Chi si ferma al mercato interno è perduto!

Come i tre poli economici di Arezzo conquisteranno il mondo

C’è letteralmente un intero mondo nelle parole “Chi si ferma al mercato interno è, di fatto, perduto!”.

Non una semplice preoccupazione quella di Giovanni Grazzini, presidente dell’Ordine dei Dottori Commercialisti ed Esperti Contabili di Arezzo, ma un monito che possa servire da sprone. Un avvertimento sul rischio che corrono le piccole, medie e grandi imprese aretine e, più in generale, italiane, nel momento in cui decidono di rivolgersi solo al mercato nostrano e, allo stesso tempo, uno stimolo a guardare più in là del territorio che le ha sempre sostenute e fatte eccellere, per spingersi oltre i limiti nazionali, oltre i confini europei e portare il proprio business al mondo intero.

Già, perché puntare tutto sul mercato nazionale può condurre, magari non nel breve periodo, ma quasi certamente a lungo termine, alla stagnazione. Persino per una provincia come quella di Arezzo, nella Top 20 dell’export nazionale in valori assoluti e sul podio per export pro-capite. Persino per distretti produttivi, quelli aretini, storicamente forti e di grande peso, come il comparto orafo, che da solo rappresenta i 2/3 dell’export e del valore aggiunto industriale, o come i settori di moda e abbigliamento, che, insieme alla manifattura orafa, compongono il triangolo d’oro della produzione toscana. Insomma, il rischio di una contrazione produttiva c’è e non va sottovalutato.

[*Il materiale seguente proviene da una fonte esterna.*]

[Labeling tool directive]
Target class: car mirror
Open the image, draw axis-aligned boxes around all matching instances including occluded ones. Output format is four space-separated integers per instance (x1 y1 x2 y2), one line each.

Ed è proprio per scongiurare questa possibilità di stagnazione, e la conseguente flessione commerciale, che l’Ordine aretino dei commercialisti ha deciso di intervenire, ponendosi come promotore di iniziative volte ad aiutare e accompagnare letteralmente le imprese del territorio verso l’internazionalizzazione dei propri prodotti, dei propri servizi e, in definitiva, della propria economia. L’Ordine si è mosso in diverse direzioni, partecipando a missioni internazionali in Brasile e Stati Uniti, organizzando convegni periodici sul tema, instaurando collaborazioni con l’Università degli Studi di Siena, con la Camera di Commercio di Arezzo e Siena e con l’Associazione Nazionale internazionalizzazione dottori commercialisti , allo scopo di formare e aggiornare figure specialistiche che possano affiancare le aziende nostrane nei percorsi di espansione commerciale e produttiva verso l’estero.

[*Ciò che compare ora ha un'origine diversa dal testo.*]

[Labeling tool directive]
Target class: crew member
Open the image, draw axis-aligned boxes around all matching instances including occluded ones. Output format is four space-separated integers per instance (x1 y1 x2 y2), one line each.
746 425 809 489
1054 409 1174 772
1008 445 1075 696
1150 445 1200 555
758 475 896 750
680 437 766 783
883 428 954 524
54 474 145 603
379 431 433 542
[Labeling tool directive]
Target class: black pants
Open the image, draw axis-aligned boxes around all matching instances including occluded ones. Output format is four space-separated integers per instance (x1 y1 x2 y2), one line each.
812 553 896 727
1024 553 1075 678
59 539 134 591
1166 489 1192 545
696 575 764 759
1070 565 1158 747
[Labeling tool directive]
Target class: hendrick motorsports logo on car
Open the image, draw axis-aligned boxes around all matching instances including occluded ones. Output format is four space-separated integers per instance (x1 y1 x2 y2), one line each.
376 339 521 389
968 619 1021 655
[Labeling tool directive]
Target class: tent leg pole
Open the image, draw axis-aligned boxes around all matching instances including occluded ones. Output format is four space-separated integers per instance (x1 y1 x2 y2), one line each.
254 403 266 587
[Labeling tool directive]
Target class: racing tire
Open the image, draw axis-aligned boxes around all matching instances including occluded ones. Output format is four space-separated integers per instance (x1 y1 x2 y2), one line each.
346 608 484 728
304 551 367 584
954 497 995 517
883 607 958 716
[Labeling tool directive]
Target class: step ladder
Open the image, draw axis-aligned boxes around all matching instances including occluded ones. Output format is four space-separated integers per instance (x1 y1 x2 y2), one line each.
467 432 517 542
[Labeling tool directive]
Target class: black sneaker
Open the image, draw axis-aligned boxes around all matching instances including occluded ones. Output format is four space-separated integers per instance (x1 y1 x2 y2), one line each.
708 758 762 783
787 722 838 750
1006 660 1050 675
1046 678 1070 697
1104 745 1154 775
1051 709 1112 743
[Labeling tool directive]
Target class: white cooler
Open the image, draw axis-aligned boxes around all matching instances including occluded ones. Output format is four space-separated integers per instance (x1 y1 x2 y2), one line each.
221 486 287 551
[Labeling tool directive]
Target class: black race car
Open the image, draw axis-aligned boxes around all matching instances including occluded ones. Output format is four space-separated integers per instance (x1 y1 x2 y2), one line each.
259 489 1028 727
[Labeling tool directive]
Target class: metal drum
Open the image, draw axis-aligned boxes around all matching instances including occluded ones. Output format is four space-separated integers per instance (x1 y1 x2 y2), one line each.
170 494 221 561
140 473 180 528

L'Ordine aretino, dunque, parte dallo scenario già affermato della provincia di Arezzo, vero e proprio polo del lusso italiano con i suoi distretti d’oreficeria e pelletteria, e chiama a sé anche i settori attualmente in crescita come turismo, enogastronomia, informatica ed elettronica, per mostrare alle aziende del territorio come potenziare il proprio business in un’ottica internazionale, prendendo le imprese per mano nel valutare le diverse possibilità che queste possono percorrere: dalle condotte più elementari, come esportare i propri prodotti o partecipare a fiere ed eventi oltre confine, a strategie più complesse, come impiantare unità aziendali all’estero o concludere accordi di acquisizioni e fusioni con imprese straniere, fino ad attirare operazioni di investitori esteri nelle aziende aretine.

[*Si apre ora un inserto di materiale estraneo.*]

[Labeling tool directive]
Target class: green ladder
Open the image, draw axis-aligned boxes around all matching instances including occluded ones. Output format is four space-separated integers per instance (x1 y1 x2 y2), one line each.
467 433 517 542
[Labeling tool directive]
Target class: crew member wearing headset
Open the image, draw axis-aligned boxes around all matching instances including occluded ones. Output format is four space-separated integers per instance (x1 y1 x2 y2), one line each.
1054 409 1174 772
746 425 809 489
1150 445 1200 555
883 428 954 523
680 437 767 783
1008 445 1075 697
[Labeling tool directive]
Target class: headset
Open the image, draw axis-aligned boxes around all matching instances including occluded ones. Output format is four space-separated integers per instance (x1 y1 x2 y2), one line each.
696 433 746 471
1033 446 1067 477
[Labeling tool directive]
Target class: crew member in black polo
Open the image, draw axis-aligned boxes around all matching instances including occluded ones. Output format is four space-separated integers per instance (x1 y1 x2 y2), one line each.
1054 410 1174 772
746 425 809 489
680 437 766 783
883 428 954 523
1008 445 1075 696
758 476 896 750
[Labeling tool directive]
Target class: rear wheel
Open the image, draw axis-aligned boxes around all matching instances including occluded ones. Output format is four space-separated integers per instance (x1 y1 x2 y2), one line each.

L’Ordine dei Dottori Commercialisti ed Esperti Contabili di Arezzo mostra, come detto all’inizio, l’intero e complesso mondo che si nasconde dietro le paroleChi si ferma al mercato interno è, di fatto, perduto!, un mondo pronto per essere conquistato da aziende intraprendenti, lungimiranti, desiderose di prosperare ancora a lungo e di promuovere un’immagine positiva di sé sul mercato internazionale.

La sfida è aperta, la missione è chiara. All’arrembaggio, dunque!